Two decades of affirmative action in the United States are squarely on the line. The resolution of cases now in the federal courts, including a Boston police and firefighters employment dispute being decided by the US Supreme Court, could sharply change the course of civil-rights policy in the jobs field.
Among the issues: civil-service and union seniority practices vs. prescribed remedies for past discrimination against blacks and others.
Also surfacing is an underlying question: Can the civil-rights job gains for minorities in the 1960s and 1970s withstand the economic pressures of the 1980s?
The Boston case and another before the Fifth Circuit, US Court of Appeals in New Orleans seem to be clear tests of the Reagan administration's stance in the jobs field. That stance centers on these concepts: (1) an end to hiring or promotion quotas based on race; and (2) special treatment only for ''identifiable victims'' of discrimination.
This policy marks a turnaround from directions set by Presidents Johnson, Nixon, Ford, and Carter. It diverges from the Justice Department's mid-1970s position in Boston, where the federal government ordered hiring goals for blacks and others who were underre-presented on police and fire forces.
Heard last week by the high court, the Boston case stemmed from a 1981 lower court order that seniority be shelved in favor of racial balance when police and fire layoffs occurred.
The US District Court bypassed ''last hired, first fired'' civil-service and union policies and upheld affirmative action. Among 400 layoffs, 176 blacks and Hispanics kept their jobs while the same number of higher-seniority whites lost theirs.
Although those laid off were later reinstated when the debt-ridden city managed to get additional salary funds, police and fire unions appealed the case to the US Supreme Court. The unions' aim was to erase the lower-court ruling and pave the way for recouping $1.5 million in back pay for those furloughed.
In a friend-of-the-court brief, the US Justice Department argued that Title VII of the 1964 Civil Rights Act (banning job discrimination) protects only those who are actually victimized by discrimination - not a general class (namely blacks).
In support of the district court ruling, civil-rights lawyer James Ditmar said the court did not need ''nose-counting proof of individual victimization'' to protect minority gains in police and fire slots.
The high court's disposition of the Boston case should come by summer. However, the justices could evade the issue by declaring the case moot, since the fired whites have since been reinstated.
Observers say this would constitute a victory of sorts for minorities, reinforce affirmative action, and rebuff new tacks being taken by the Reagan administration.
On the other hand, a ruling for white police and firefighters, some say, would effectively mothball over 20 years of civil-rights gains in the jobs field.
Regardless, the issue itself will continue to be hotly disputed. Other metropolitan areas, forced by the economy to tighten their fiscal belts, are almost certain to face similar layoff dilemmas - with serious consequences for affirmative action, job security, and seniority.
Meanwhile, some say they believe that the New Orleans case may provide an even clearer test than Boston for the Reagan administration's jobs philosophy.

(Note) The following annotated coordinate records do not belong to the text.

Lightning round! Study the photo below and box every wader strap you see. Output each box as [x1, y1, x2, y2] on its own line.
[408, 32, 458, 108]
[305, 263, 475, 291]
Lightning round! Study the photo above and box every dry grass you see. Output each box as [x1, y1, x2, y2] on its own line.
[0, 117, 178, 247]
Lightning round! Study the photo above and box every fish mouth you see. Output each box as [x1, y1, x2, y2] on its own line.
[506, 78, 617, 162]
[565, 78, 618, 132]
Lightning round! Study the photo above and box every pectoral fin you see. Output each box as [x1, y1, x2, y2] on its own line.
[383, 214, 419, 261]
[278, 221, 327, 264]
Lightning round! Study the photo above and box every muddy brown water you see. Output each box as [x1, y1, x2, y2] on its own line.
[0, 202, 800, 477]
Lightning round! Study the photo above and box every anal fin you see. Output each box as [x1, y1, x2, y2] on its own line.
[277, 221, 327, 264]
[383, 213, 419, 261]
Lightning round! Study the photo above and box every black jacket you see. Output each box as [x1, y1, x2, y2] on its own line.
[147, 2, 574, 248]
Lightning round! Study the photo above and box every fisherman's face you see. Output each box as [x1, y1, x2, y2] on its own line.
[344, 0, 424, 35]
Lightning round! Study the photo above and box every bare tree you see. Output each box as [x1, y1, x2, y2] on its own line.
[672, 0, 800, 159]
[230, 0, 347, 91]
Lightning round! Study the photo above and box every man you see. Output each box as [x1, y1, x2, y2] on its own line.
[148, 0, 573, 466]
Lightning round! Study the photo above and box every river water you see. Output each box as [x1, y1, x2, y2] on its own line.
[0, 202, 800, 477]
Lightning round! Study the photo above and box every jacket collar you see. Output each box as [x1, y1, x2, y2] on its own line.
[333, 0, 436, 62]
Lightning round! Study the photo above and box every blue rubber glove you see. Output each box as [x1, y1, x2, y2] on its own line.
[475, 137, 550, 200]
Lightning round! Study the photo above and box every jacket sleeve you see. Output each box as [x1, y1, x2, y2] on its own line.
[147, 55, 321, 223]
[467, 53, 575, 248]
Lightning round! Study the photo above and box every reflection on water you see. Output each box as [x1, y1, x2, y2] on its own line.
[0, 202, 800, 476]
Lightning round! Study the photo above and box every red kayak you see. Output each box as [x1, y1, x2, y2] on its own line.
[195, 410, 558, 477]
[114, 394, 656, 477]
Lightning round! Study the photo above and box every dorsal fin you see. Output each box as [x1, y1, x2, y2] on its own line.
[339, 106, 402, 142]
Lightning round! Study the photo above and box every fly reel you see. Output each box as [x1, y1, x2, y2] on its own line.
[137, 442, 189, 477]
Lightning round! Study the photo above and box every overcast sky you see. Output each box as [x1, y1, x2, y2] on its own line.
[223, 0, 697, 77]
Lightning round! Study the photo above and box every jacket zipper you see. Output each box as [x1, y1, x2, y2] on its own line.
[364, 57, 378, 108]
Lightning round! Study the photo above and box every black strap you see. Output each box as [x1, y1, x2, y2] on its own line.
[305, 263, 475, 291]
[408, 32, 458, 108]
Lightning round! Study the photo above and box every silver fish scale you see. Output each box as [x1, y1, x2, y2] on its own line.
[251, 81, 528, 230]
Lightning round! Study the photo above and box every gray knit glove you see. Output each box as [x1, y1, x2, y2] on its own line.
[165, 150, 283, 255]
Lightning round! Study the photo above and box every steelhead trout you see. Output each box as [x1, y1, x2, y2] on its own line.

Under a consent decree, that city's police department agreed to promote one black for every white promoted until half of its supervisory positions are held by minorities. New Orleans is 55 percent black.
The Justice Department actively joined white officers in opposing the decree, taking a firm stand against promotion quotas and timetables - and arguing (as it has in the Boston case) that only ''identifiable'' blacks who can prove they have been discriminated against should be given consideration.